PACO AGUADO
La temporada española que termina, a menos de un mes vista
ya del cierre zaragozano, ha acabado tomando la intensidad y la trascendencia
que se había echado en falta desde su arranque. Por fin han llegado a las
plazas las sorpresas y la incertidumbre. Y de una vez han aparecido nuevos
nombres en los carteles y en los titulares de prensa para hacer perder el
control a quienes ocupan la sala de mandos.
Después de la mediocre calma chicha que dominó las ferias
hasta bien entrado el verano, generada y buscada por el dominio absoluto que
ejercen las fuerzas más conservadoras del toreo, ha sido el toro, como siempre,
quien ha acabado rompiendo todas las estrategias previstas de empresarios y
figuras, sin que ya nadie haya sido capaz este septiembre de ponerle compuertas
al aluvión de la lógica y de la justicia.
Desde mitad de verano en adelante, la multiplicación de
festejos y el consiguiente aumento de probabilidades de percances han traído
aparejada la apertura de los hasta entonces cerrados carteles de las ferias. Y
por esos huecos ha ido poco a poco metiendo la cabeza ese grupo de toreros que,
jóvenes o veteranos, hace tiempo que intentaban acceder con méritos pero sin
éxito al cerrado banquete de los acomodados.
Las cornadas y las lesiones de muchos de los matadores que
ocupan los lugares de privilegio han dado lugar a un sinfín de forzosas y
provechosas sustituciones –que certero es, sobre todo a finales de verano, ese
viejo dicho que asegura que unos las firman y otros las torean- que están
haciendo resquebrajarse el monolítico estatus de las grandes ferias.
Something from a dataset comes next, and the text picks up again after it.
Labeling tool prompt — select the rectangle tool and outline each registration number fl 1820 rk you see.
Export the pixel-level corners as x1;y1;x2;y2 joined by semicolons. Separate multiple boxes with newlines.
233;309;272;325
Es así como estas últimas semanas estamos viviendo un duro y
apasionante sprint final de temporada en el que son los aspirantes los que
están marcando un ritmo auténticamente endiablado a poco que, a base de
codazos, han podido situarse junto a los que parecían perpetuos líderes de esta
carrera de obstáculos.
La apertura de carteles, ya tan necesaria como urgente para
bien del propio espectáculo, ha hecho que vuelva a aflorar en los ruedos el
sagrado valor taurino de la competencia, forzando a las figuras consagradas y a
las establecidas por el sistema a salirse de una vez de la aburrida comodidad
en que estaban instalados.
Así que, a fuerza de tener que atarse de nuevo los machos en
cada paseíllo, ya sin relajados besitos de coleguitas ni palmadas en el culo en
los patios de cuadrillas, han salido a flote las virtudes y los defectos de
cada uno de estos líderes. Y mientras que algunos han vuelto a confirmar su
solidez, también los hay que, ya sea por la frescura y las ganas de comerse el
mundo de los aspirantes más jóvenes o por la calidad y la maestría de los
veteranos, van perdiendo notablemente en la comparación.
El caso es que ya era hora de se moviera el anquilosado
escalafón, y no de una forma dirigida por intereses espurios, como estaba
siendo tristemente habitual, sino por la aplicación inmisericorde de la ley
natural de la selva del toreo: la del más fuerte, la del más valiente, la de
los que mejor transmiten la grandeza y la intensidad de este arte de héroes
locos.
Esa vieja ley del toreo suele ser cruel, y dura, pues exige
de los consagrados un constante esfuerzo por hacer valer los privilegios
adquiridos, y de los aspirantes al trono, de cada nueva generación de
alternativa, una entrega desmedida cada tarde como si fuera la última. Y como
consecuencia de ambas, se puede llegar a unos resultados de doble cara: la del
triunfo o, en ocasiones, la de esas cornadas que, por todo ello, están
salpicando cada día las reseñas de estas últimas corridas de la temporada.
Pero nadie dijo nunca que ser figura del toreo, o
pretenderlo con fundamento, fuera fácil. Ni que las temporadas taurinas deban
ser una decadente balsa de aceite en la que se ahoguen las pasiones. El toreo,
la rivalidad y la lucha por la supervivencia de los toreros fue siempre como un
mar embravecido. O si lo prefieren, una dura carrera que cada otoño vivía
finales tan apasionantes y selectivos como este de 2015 que anuncia la llegada,
por fin, de un sano cambio de ciclo.